All very nice copies, in wrappers, signed to the prominent physicist John Tyndall (1820-1893). The seven: $600
Gustave Adolfe.Hirn, (1815-1890). "Remarques sur un Principe de Physique d'un part M. Clausius dans sa Nouvelle Theorie des Moteurs a Vapeur." Institut de France, offprint: Comptes Rendus, 105, 24 October 1887. Paris, Gauthier-Villars, 1888. Signed presentation to J. Tyndall, 17 March 1888. 13pp. Original wrappers, printed outer wrappers. Very Good condition.
G.A. Hirn. "Reflexions sur une critique de M. Hugoniot, parue aux "Comptes Rendus" du 28 Juin" Offprint: Comptes Rendus, vol 103, 12 July, 1886. 4pp. Plain blue wrappers. Presentation copy, signed cordially by "the author". Very Good condition.
G.A. Hirn. "Nouvelle Refutation Generale des Theories Appelees Cinetiques". Published in Paris, Gauthier-Villars, 1886. 11x7", 41pp. Original wrappers. Signed presentation copy to John Tyndall. Very Good.
G.A. Hirn. "Causes de la Detonation des Bolides et des Aerolithes", published in Paris, Gauthier-Villars, 1886. 10.5x7", 14pp. Outer wrappers. Signed presentation to John Tyndall, 18 Sept 1886. Very Good condition.
G.A. Hirn, "Reflexions Critiques sur la Theorie Cinetique de l'Univers, Refutation Scientifique du Materialisme. Published in Colmar, by E. Barth, 1882. Offprint: "Memoire presente a la Classe des Sciences de l'Academie Royale de Belgique dans sa Seance du 2 Juillet 1881. 11x9", 31pp. Outer wrappers. Signed presentation copy to John Tyndall, dated Colmar, 24.2.86, signed in full. Very Good copy.
G.A. Hirn, "La Notion de Forces, dans la Science Moderne." Paris, Bureau des Deux Revues, offprint de la Revue Scientifique, 1885. Signed presentation copy to John Tyndall, dated from Colmar, 24.2.1886. 7.75"x5", 51pp. Printed wrappers. Very Good copy.
G.A. Hirn, "La Thermodynamique et l'Etude du Travail chez les Etres Vivants", Paris, Bureau des Revues, 1887. 11x8.5", 27pp. Signed presentation copy to John Tyndall, 17 March 1888. 11x8.25", 27pp. Original printed wrappers. Very Good copy.

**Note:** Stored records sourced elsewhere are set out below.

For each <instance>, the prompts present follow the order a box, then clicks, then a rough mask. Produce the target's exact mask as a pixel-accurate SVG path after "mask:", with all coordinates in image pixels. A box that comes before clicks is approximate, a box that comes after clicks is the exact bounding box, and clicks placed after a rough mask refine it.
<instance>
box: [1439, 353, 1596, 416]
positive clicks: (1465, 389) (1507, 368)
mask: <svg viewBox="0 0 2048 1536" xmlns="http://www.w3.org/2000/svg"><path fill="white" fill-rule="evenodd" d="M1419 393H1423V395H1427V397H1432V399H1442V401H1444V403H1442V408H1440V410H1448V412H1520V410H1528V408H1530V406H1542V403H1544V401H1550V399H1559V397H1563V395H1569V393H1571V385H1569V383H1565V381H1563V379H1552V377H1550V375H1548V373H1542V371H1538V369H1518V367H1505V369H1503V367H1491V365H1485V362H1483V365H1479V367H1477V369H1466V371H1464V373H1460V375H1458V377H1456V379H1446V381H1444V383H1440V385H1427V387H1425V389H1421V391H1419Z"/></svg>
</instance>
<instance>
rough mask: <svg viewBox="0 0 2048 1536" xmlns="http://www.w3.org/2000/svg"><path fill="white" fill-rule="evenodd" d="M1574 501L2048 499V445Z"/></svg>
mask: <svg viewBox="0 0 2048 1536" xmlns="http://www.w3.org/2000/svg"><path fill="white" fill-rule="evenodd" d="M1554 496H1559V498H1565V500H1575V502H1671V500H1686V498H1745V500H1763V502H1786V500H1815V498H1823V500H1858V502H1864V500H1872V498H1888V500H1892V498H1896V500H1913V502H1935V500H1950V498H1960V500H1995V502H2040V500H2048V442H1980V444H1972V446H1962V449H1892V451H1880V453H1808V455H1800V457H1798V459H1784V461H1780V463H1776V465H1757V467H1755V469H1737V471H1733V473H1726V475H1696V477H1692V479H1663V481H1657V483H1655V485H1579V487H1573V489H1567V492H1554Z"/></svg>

"Hirn became one of the first to investigate the internal phenomena of the steam engine. He had five engines at his disposal, including two of about 100 horsepower—a Woolf compound and a single-cylinder machine. In 1847 he discovered the mechanical equivalent of heat (later than, but independently of J. R. Mayer and Joule, whose priorities of 1842 and 1843 he acknowledged)."
"In continuing work directed at increasing the efficiency of the mill engine, Hirn established the first heat balance (1857). He showed the beneficial advantage of superheat over dry saturated steam in reducing cylinder condensation; the calculation is still known as Hirn’s analysis. Furthermore, he convinced skeptics of the advantage of steam-jacketing cylinders, a practice that had been discontinued when pressures, temperatures, and speeds had risen significantly above those of Watt’s era: he proved decisively that cylinder walls were active “thermal reservoirs.” Hirn’s Exposition analytique et expérimentale de la théorie meécanique de la chaleur (1862) was among the first systematic treatises on thermodynamics."
"Hirn’s activity was not limited to thermodynamics; the climatology and meteorology of Alsace were an intertest of his later years. Before the Franco-Prussian War he had established a number of weather stations that reported to him. After his retirement in 1880, he was able to resume this work through support from the Institut de France, instrumentation for the major obsrvatory atop his house being furnished by the Ministry of Public Works in Paris. Astronomy also engaged him, a paper on Saturn’s rings causing much discussion."--Complete Dictionary of Scientific Biography, Vol. 6. Detroit: Charles Scribner's Sons, 2008. p431-432.